Physicists Use Laser Light to Create "Synthetic Magnetism"

For the first time, physicists have used laser light to create "synthetic magnetism," an exotic condition in which neutral atoms suddenly begin to behave as if they were charged particles interacting with a magnetic field -- even though no such field is present and the atoms have no charge. The achievement provides unprecedented insights into fundamental physics and the behavior of quantum objects, and opens up entirely new ways to study the nature of condensed-matter systems that were barely imaginable before.

This is Figure 2 to accompany the Joint Quantum Institute press release about synthetic magnetism. Credit: JQI

There are many phenomena of urgent interest to physicists, such as the action of electrons restrained in two dimensions in a magnetic field, that are difficult to investigate in conventional materials such as semiconductors. Not only is it hard to control the numerous variables involved, but there are always defects and irregularities in the experimental samples. Nonetheless, such research is important both to basic quantum mechanics and to applied fields such as quantum computing and information science. Synthetic magnetism provides a way to model and examine such quantum systems while exercising precision control over the parameters.

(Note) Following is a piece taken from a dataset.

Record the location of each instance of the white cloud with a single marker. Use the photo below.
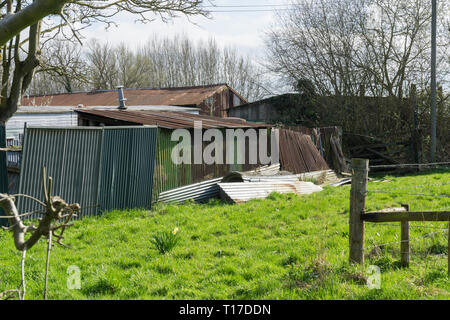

"The creation of synthetic magnetic fields for ultracold neutral atoms enables previously impossible experiments in these most quintessential of quantum mechanical systems," says research group leader Ian Spielman, a Fellow of the Joint Quantum Institute and physicist at the National Institute of Standards and Technology (NIST). Spielman and colleagues describe the work in a paper published in the Dec. 3 issue of Nature.

The team began by taking a population of rubidium-87 atoms, decelerating them with a Zeeman slower and then confining them in a magneto-optical trap. The atoms then underwent evaporative cooling in a magnetic trap and then an optical-dipole trap until approximately 250,000 remained at a temperature of about 100 nano Kelvin. Under those ultracold, low-energy conditions, the atoms formed a Bose-Einstein condensate (BEC) – a strange state of matter in which most of the atoms in a group occupy the same minimum-energy quantum state, somewhat as if they collectively constituted a single "super atom."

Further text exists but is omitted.